4)3章13〜18節、本物の知恵と偽りの知恵を識別する(マタイ5章3〜11節)、

5)4章1〜10節、二心の者から離れ、神に近づく大切さ(マタイ6章24節)、

6)4章11〜12節、人の悪口を言わない(マタイ12章36〜37節)、

7)4章13〜17節、傲慢にならない(マタイ6章28〜34節)、

8)5章1〜6節、富みを持つ危険性(マタイ6章19〜21節)、

9)5章7〜11節、忍耐と希望を持つ(マタイ24章13節)、

10)5章12節、常に真実を語る(マタイ5章37節)、

11)5章13〜18節、とにかく神様に祈る(マタイ21章21〜22)、

12)5章19〜20節、信仰から迷い出た人たちを愛と忍耐を持って連れ戻す(マタイ18章15節)。

 

問題は、わたしたちは一体いつまで耐え忍べば良いのかということです。
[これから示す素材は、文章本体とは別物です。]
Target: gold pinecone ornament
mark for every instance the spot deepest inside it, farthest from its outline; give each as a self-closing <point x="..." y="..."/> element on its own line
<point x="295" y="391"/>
5章7節と8節に、「兄弟姉妹たちよ。主が来られるときまで忍耐しなさい。農夫は、秋の雨と春の雨が降るまで忍耐しながら、大地の尊い実りを待つのです。あなたがたも忍耐しなさい。心を固く保ちなさい。主が来られる時が迫っているからです。」とあります。主イエス様の再臨の時まで神様の愛に生かされていることを喜び、困難を忍耐し、いつも祈り、イエス様と歩んでゆくことが神様との平和、そして隣人との平和、社会や世界の平和につながるのです。